Intelligent Control of Robotic X-ray Devices using a Language-promptable Digital Twin
Benjamin D. Killeen, Anushri Suresh, Catalina Gomez, Blanca Inigo, Christopher Bailey, Mathias Unberath
TL;DR
This work tackles the challenge of controlling robotic X-ray C-arms via natural language by integrating a language-aligned foundation model with a FluoroSAM-based digital twin. A large language model translates spoken commands into actions and language prompts, which the digital twin uses to perform real-time visualization, patient-specific viewfinding, and automatic 3D collimation from sparse multi-view X-ray data, with segmentation driven by text prompts. In cadaveric and post hoc analyses, the system achieves end-to-end success around 83–84% and localizes targeted structures with a mean 3D centroid error of about $51.68 \pm 30.84$ mm, while maintaining a 3D bounding-box precision of $0.26$ and recall of $0.70$ for tested prompts. The results demonstrate the feasibility of language-driven, intelligent robotic X-ray assistants and suggest that, as foundation models improve, such systems could support versatile, physician-intent-driven intraoperative workflows with potential radiation-exposure benefits.
Abstract
Natural language offers a convenient, flexible interface for controlling robotic C-arm X-ray systems, making advanced functionality and controls accessible. However, enabling language interfaces requires specialized AI models that interpret X-ray images to create a semantic representation for reasoning. The fixed outputs of such AI models limit the functionality of language controls. Incorporating flexible, language-aligned AI models prompted through language enables more versatile interfaces for diverse tasks and procedures. Using a language-aligned foundation model for X-ray image segmentation, our system continually updates a patient digital twin based on sparse reconstructions of desired anatomical structures.

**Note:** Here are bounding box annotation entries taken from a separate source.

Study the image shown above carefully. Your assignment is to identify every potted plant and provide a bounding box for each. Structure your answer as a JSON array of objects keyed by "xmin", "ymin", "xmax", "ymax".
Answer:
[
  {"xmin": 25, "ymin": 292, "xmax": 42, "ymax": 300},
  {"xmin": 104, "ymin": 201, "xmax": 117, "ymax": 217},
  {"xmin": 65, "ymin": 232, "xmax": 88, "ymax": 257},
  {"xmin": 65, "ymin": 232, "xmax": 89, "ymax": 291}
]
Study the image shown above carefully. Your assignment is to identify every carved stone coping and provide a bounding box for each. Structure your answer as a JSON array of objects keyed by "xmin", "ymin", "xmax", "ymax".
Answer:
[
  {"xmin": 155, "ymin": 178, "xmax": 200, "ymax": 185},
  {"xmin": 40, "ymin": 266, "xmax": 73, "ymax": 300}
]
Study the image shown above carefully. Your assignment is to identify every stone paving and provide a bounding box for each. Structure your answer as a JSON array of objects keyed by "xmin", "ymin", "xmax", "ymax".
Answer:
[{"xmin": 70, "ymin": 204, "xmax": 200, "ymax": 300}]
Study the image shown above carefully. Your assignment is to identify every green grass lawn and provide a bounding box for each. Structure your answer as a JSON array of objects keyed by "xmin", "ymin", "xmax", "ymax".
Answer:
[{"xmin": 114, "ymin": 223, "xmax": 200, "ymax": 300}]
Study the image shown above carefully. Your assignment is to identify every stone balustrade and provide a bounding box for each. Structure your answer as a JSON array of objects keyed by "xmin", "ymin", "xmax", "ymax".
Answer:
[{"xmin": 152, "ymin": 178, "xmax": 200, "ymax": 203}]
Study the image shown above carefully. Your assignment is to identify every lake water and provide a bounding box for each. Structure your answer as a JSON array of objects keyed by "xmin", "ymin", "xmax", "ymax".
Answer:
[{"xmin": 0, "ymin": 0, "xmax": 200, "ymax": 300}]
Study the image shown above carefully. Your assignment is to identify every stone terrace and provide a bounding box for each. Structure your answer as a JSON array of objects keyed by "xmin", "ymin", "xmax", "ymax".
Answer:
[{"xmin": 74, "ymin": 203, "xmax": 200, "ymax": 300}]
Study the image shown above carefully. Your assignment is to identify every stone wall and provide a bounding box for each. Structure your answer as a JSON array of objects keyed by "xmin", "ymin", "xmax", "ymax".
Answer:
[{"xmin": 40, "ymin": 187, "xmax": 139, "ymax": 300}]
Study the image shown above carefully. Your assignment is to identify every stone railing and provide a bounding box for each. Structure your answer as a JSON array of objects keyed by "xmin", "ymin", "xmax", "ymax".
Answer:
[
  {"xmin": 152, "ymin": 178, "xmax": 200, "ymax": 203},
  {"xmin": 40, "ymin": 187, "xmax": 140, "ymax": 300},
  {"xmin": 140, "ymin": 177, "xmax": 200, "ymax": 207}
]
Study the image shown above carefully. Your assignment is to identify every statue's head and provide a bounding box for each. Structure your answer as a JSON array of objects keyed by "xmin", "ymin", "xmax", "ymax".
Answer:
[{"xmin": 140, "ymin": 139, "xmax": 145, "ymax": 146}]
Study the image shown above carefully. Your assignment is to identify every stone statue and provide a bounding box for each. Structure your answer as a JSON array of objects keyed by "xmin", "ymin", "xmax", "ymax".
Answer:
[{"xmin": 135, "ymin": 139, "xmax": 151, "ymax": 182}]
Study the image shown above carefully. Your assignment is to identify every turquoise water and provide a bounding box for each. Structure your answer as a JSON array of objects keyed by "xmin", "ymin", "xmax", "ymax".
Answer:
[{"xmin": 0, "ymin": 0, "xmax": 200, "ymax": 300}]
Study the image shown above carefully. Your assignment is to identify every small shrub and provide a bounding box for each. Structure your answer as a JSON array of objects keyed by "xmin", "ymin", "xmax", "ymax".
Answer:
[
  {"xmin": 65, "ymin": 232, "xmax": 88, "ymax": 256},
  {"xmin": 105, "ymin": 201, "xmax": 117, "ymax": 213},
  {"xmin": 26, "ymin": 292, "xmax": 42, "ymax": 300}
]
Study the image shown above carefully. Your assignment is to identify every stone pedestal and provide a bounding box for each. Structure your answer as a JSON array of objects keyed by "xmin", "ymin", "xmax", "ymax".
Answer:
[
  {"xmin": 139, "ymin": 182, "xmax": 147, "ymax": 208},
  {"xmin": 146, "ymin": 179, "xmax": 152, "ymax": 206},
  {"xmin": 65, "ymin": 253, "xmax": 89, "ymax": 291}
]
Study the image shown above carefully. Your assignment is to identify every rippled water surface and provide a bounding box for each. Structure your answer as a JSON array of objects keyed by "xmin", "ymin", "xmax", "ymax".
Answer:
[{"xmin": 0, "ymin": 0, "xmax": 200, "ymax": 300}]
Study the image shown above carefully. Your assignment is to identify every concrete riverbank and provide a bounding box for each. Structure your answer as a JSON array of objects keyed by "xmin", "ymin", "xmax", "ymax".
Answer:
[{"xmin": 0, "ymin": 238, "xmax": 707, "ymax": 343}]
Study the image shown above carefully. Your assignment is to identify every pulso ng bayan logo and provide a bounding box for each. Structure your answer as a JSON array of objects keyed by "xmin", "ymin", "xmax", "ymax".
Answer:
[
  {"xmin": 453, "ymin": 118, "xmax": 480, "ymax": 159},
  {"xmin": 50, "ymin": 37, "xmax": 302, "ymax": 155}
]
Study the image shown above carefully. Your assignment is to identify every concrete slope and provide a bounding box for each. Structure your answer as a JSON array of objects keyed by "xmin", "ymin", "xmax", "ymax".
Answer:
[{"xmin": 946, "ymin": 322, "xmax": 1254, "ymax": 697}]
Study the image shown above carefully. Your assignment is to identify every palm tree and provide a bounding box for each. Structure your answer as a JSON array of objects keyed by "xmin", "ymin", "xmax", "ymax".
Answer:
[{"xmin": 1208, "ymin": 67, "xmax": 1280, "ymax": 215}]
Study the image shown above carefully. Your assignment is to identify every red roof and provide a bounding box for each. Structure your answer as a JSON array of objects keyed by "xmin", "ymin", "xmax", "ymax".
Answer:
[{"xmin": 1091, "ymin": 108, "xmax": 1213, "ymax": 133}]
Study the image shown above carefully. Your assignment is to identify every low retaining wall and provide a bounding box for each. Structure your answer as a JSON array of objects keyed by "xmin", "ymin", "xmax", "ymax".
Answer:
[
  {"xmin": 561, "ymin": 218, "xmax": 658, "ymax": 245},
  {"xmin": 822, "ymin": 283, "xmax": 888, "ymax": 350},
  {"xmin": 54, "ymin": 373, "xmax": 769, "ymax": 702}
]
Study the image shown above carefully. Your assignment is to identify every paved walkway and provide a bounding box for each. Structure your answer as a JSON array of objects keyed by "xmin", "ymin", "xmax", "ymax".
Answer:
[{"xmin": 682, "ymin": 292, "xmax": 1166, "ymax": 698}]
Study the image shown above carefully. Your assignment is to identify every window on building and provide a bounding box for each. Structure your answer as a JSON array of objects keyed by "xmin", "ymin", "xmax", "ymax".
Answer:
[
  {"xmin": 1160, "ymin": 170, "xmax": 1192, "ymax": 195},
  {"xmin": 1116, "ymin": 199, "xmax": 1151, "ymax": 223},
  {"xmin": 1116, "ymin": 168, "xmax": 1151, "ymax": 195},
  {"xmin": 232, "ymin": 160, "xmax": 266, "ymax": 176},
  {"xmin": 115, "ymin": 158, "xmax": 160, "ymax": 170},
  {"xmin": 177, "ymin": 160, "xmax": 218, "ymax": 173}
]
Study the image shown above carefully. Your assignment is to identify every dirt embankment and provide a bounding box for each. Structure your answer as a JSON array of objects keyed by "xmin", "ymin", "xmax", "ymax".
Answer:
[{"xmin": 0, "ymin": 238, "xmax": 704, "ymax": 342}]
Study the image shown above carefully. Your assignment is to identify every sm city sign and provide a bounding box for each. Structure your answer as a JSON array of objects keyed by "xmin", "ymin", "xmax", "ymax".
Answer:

This supports autonomous capabilities such as visualization, patient-specific viewfinding, and automatic collimation from novel viewpoints, enabling commands 'Focus in on the lower lumbar vertebrae.' In a cadaver study, users visualized, localized, and collimated structures across the torso using verbal commands, achieving 84% end-to-end success. Post hoc analysis of randomly oriented images showed our patient digital twin could localize 35 commonly requested structures to within 51.68 mm, enabling localization and isolation from arbitrary orientations. Our results demonstrate how intelligent robotic X-ray systems can incorporate physicians' expressed intent directly. While existing foundation models for intra-operative X-ray analysis exhibit failure modes, as they improve, they can facilitate highly flexible, intelligent robotic C-arms.